How do you express $\left( {3x + 3} \right)\left( {2x + 6} \right)$ as a trinomial??

Answer 1

Hint: The definition of trinomial is a math equation that has three terms that are connected by plus or minus notation. In this question, we will multiply each term in the left parentheses by an individual term in the right parentheses. This is known as distributive low. And then, after simplifying the algebraic expression we will get the final answer.

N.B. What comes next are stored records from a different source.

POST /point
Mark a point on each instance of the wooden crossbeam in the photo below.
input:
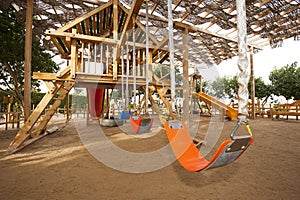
(84, 17)
(135, 7)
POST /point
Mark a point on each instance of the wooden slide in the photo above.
(229, 111)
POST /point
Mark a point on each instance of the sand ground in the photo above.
(60, 167)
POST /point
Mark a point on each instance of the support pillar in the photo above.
(185, 115)
(27, 55)
(252, 81)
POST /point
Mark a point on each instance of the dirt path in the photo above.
(59, 167)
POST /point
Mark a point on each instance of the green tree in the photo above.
(286, 81)
(262, 90)
(224, 87)
(12, 42)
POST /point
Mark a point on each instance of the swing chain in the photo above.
(242, 120)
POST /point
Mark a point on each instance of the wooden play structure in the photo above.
(112, 42)
(292, 109)
(99, 48)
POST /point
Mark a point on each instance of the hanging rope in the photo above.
(243, 77)
(171, 50)
(147, 53)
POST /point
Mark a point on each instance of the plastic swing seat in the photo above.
(189, 156)
(140, 124)
(124, 114)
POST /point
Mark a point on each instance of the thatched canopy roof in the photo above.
(211, 23)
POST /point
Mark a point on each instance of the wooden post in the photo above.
(115, 36)
(74, 55)
(67, 106)
(28, 50)
(252, 84)
(150, 73)
(185, 115)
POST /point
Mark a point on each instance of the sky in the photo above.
(265, 60)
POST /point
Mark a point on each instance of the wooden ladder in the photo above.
(26, 134)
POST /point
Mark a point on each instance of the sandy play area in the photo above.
(59, 167)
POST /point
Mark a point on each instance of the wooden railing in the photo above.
(287, 110)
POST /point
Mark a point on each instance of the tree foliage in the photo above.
(286, 81)
(262, 90)
(12, 42)
(224, 87)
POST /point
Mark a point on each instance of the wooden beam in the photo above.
(115, 36)
(93, 39)
(27, 67)
(252, 81)
(83, 17)
(191, 28)
(135, 7)
(74, 55)
(185, 75)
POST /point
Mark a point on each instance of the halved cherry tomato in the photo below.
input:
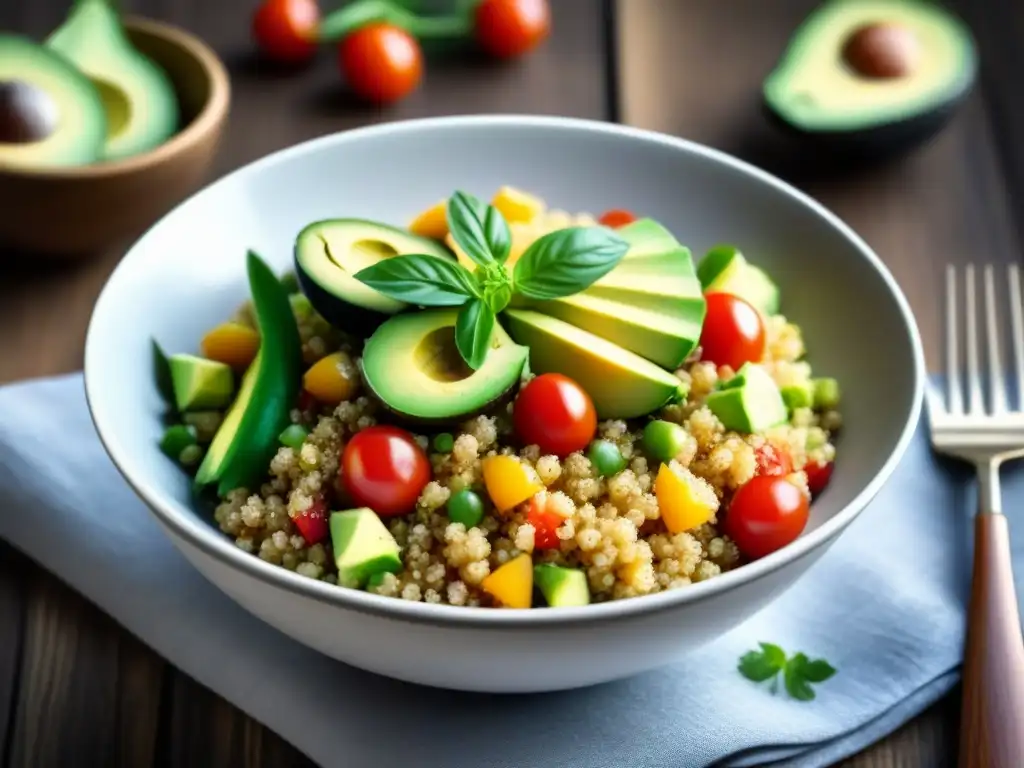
(733, 332)
(286, 30)
(381, 62)
(818, 476)
(616, 218)
(383, 468)
(772, 460)
(311, 522)
(766, 513)
(555, 414)
(511, 28)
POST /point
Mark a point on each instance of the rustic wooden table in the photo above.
(76, 689)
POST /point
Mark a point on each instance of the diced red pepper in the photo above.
(312, 521)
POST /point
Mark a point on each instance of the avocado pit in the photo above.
(28, 114)
(882, 50)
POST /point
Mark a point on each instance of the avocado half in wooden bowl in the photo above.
(103, 127)
(871, 78)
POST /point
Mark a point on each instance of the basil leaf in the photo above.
(566, 261)
(473, 328)
(419, 279)
(479, 229)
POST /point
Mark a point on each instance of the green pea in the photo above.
(177, 438)
(443, 443)
(293, 436)
(663, 439)
(466, 507)
(606, 458)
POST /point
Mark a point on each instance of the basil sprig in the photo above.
(558, 264)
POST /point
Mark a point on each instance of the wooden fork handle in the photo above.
(992, 714)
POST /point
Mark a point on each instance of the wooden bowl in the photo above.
(74, 212)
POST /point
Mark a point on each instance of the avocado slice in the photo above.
(872, 76)
(329, 253)
(622, 384)
(363, 547)
(723, 269)
(750, 401)
(139, 99)
(413, 366)
(50, 114)
(561, 587)
(200, 383)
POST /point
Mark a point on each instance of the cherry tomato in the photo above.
(766, 513)
(383, 468)
(545, 523)
(773, 461)
(733, 332)
(555, 414)
(818, 476)
(382, 62)
(286, 30)
(510, 28)
(616, 218)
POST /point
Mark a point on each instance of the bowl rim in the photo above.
(214, 110)
(188, 527)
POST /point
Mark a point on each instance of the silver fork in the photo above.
(992, 711)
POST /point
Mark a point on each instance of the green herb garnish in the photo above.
(799, 672)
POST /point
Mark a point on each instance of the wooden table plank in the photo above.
(84, 691)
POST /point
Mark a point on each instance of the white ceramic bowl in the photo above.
(187, 273)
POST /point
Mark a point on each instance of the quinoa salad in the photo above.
(505, 406)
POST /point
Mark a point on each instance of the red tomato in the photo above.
(312, 521)
(555, 414)
(383, 468)
(545, 523)
(766, 514)
(286, 30)
(818, 476)
(382, 62)
(616, 218)
(773, 461)
(733, 332)
(510, 28)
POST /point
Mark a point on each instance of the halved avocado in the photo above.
(329, 253)
(872, 76)
(622, 384)
(412, 365)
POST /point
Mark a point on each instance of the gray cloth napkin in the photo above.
(885, 606)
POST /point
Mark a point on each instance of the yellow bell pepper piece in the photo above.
(332, 379)
(512, 584)
(431, 222)
(232, 344)
(507, 482)
(517, 206)
(685, 501)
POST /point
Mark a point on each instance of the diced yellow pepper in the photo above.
(512, 584)
(232, 344)
(432, 222)
(517, 206)
(507, 482)
(685, 501)
(333, 379)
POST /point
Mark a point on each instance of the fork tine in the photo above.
(976, 404)
(996, 386)
(1017, 322)
(952, 356)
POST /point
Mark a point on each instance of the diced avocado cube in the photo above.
(799, 395)
(363, 546)
(200, 383)
(753, 407)
(826, 393)
(561, 587)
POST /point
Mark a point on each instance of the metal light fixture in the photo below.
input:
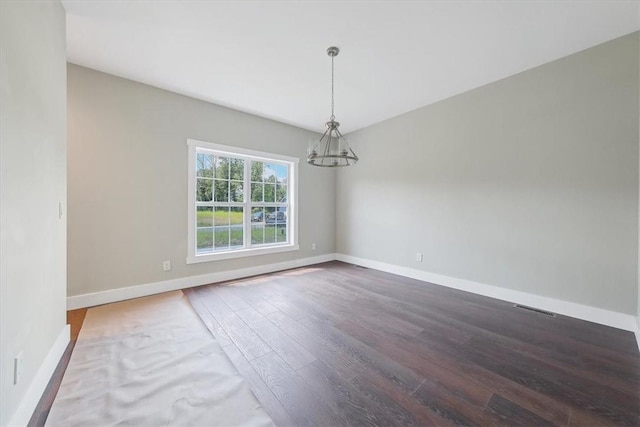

Complete step-by-step answer:
In this question, we want to find a trinomial of the equation
$ \Rightarrow \left( {3x + 3} \right)\left( {2x + 6} \right)$
If we want to multiply a sum by another number, we can multiply each term of the sum by the number. Therefore, to multiply these two terms, we will multiply each term in the left parentheses by the individual term in the right parentheses.
$ \Rightarrow 3x\left( {2x + 6} \right) + 3\left( {2x + 6} \right)$
Now, let us apply distributive low.
 $ \Rightarrow \left( {3x \times 2x} \right) + \left( {3x \times 6} \right) + \left( {3 \times 2x} \right) + \left( {3 \times 6} \right)$
By applying this low to algebraic expressions containing parentheses we can obtain equivalent expressions without parentheses.
$ \Rightarrow 6{x^2} + 18x + 6x + 18$
Let us add 18x and 6x. So, we will get the answer is equal to
$ \Rightarrow 6{x^2} + 24x + 18$

Hence, we got the algebraic expression of the trinomial form.

Note:
There is an alternative method to solve this question. In this method, we will use the FOIL method. FOIL stands for First, Outer, Inner, and Last. We will add the results of each piece with its sign. Here, the subtraction sign should be seen as a negative.
Let us apply this method in our question.
$ \Rightarrow \left( {3x + 3} \right)\left( {2x + 6} \right)$
First: 3x times 2x.
Outer: 3x times 6.
Inner: 3 times 2x.
Last: 3 times 6
Now, add all these together.
We will get,
$ \Rightarrow 6{x^2} + 18x + 6x + 18$
Let us add 18x and 6x. So, we will get
$ \Rightarrow 6{x^2} + 24x + 18$
Hence, we got the algebraic expression of the trinomial form.